Here’s the thing: testing doesn’t have to be painful. Let me share how embracing stubbing and verifying - and tools like Keploy - helped me with testing.

The Problem: Testing Dependencies is Messy

Picture this: you're testing a piece of code that relies on an external API, a database, or some other dependency. Ideally, your test should just focus on your code. But when you call that dependency:

  • The API goes down.

  • The database has missing or outdated data.

  • Network latency makes tests drag forever.

  • Oh, and let’s not even talk about hitting rate limits on a third-party API.

Testing in this way is like trying to build a sandcastle during high tide - frustrating and doomed to fail. Relying on real systems for testing is just not practical.

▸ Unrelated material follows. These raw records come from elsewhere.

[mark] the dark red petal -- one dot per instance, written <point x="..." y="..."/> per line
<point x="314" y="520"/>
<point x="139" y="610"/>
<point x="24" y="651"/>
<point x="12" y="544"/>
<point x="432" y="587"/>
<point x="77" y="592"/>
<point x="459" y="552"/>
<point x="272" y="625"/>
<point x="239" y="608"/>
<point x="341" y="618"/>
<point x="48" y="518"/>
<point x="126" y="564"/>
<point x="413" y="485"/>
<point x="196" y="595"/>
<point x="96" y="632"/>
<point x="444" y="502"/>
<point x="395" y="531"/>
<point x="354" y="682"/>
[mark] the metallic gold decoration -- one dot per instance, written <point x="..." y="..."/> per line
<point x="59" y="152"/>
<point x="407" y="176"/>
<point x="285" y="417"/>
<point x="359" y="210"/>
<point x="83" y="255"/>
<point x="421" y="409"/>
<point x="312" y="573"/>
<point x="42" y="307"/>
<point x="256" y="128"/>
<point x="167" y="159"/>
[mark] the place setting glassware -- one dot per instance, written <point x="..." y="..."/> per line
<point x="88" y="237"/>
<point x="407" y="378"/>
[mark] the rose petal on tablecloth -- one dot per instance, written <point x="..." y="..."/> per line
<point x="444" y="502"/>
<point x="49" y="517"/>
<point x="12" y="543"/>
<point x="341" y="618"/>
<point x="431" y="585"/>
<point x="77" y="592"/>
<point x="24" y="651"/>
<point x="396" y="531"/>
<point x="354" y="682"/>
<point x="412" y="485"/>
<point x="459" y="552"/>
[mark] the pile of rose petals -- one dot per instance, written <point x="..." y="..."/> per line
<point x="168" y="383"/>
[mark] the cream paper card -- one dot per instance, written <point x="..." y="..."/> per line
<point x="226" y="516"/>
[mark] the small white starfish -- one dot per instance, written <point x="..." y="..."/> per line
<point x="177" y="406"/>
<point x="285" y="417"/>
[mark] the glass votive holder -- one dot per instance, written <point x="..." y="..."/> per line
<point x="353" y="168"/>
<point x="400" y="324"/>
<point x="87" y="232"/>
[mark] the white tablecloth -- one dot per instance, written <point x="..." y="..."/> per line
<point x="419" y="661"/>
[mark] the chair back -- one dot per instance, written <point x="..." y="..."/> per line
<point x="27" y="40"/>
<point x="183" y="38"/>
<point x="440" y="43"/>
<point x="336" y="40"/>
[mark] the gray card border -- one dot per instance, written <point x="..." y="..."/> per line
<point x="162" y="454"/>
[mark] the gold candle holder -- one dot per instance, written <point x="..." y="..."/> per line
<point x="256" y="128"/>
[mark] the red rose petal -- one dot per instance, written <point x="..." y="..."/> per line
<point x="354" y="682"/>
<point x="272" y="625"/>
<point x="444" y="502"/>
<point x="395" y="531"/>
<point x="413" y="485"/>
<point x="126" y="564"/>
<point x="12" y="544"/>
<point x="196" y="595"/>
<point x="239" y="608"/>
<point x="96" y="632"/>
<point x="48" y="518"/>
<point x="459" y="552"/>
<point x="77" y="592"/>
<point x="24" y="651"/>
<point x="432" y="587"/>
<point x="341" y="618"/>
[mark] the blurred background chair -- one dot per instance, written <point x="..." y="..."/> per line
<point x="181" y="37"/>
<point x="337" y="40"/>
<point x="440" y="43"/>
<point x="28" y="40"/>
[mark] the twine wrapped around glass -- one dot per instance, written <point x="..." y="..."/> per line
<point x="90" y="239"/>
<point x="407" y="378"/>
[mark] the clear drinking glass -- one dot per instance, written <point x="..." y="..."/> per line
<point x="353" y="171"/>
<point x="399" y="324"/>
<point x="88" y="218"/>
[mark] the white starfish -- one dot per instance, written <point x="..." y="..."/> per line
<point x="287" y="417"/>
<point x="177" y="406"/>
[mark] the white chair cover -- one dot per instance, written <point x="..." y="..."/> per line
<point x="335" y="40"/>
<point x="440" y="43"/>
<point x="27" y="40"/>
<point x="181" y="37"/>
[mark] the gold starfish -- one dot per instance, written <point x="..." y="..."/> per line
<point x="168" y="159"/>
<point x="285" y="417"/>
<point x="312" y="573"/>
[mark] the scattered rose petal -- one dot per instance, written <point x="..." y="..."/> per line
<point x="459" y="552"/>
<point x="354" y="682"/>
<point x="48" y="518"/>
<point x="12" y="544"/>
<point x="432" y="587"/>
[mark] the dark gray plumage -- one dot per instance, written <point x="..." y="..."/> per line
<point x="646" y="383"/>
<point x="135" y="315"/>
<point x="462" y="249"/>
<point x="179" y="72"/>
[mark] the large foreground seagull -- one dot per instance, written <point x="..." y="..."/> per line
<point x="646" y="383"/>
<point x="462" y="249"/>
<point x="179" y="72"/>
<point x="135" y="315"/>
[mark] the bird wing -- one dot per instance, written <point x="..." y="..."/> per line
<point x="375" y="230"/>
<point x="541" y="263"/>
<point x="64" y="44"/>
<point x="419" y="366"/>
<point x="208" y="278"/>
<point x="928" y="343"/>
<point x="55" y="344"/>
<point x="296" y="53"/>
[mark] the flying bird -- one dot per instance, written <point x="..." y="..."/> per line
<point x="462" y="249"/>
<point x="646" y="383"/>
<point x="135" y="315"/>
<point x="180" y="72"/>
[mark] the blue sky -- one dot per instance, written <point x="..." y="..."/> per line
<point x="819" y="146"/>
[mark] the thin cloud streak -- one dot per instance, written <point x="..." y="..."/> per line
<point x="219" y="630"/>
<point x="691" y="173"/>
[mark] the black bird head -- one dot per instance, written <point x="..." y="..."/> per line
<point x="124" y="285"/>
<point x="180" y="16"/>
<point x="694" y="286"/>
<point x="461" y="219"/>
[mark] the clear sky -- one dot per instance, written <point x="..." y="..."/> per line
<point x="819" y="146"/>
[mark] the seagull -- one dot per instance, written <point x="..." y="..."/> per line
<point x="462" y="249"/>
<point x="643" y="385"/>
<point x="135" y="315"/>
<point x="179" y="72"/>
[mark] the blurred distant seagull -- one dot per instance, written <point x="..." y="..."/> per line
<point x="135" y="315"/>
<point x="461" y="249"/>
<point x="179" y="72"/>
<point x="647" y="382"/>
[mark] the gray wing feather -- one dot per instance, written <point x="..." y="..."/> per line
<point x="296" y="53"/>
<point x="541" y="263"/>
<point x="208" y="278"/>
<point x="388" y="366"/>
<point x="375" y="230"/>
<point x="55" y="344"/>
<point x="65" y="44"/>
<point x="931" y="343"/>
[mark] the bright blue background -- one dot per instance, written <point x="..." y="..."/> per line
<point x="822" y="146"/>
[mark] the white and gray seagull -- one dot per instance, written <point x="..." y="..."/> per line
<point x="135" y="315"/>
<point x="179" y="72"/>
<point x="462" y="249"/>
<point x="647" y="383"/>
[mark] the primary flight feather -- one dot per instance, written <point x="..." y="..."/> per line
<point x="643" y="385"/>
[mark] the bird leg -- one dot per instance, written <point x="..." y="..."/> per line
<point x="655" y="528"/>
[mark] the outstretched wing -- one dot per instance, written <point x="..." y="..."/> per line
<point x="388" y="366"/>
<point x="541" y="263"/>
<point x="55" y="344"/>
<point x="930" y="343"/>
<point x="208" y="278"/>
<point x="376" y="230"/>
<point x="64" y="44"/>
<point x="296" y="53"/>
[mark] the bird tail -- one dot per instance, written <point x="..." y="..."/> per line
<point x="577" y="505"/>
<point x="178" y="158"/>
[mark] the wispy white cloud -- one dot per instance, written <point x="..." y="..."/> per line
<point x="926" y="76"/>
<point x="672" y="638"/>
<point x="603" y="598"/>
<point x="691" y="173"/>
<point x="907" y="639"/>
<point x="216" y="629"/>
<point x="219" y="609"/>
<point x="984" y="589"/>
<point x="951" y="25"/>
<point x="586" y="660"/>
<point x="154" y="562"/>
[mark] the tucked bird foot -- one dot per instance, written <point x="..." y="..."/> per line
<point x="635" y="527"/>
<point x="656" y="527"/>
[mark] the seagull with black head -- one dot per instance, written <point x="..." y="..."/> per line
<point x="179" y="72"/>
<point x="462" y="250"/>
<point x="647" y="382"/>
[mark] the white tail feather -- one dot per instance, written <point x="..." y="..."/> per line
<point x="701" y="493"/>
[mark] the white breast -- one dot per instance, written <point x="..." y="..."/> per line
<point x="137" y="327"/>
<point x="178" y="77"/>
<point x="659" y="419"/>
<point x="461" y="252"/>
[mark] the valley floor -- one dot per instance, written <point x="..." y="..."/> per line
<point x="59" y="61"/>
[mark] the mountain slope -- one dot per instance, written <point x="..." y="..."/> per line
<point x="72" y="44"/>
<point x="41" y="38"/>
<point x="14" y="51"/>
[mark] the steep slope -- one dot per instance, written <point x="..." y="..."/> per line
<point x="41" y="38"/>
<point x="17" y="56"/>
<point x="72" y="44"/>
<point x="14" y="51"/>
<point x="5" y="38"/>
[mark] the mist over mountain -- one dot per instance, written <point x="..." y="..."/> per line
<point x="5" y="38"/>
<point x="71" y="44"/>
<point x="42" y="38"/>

The First Breakthrough: Stubbing 🛠️

Here’s where stubbing comes in. Instead of depending on real systems, I started creating controlled responses - fake data, if you will. A stub is like an actor playing a role: it gives a predictable performance no matter what chaos is happening offstage.

A Simple Analogy

Say you’re testing a food delivery app. Instead of calling the real kitchen to check the pizza status, you create a stub that always responds, “Your pizza is on the way!” That’s stubbing in a nutshell: controlling the outcome to test your app without relying on real-world systems.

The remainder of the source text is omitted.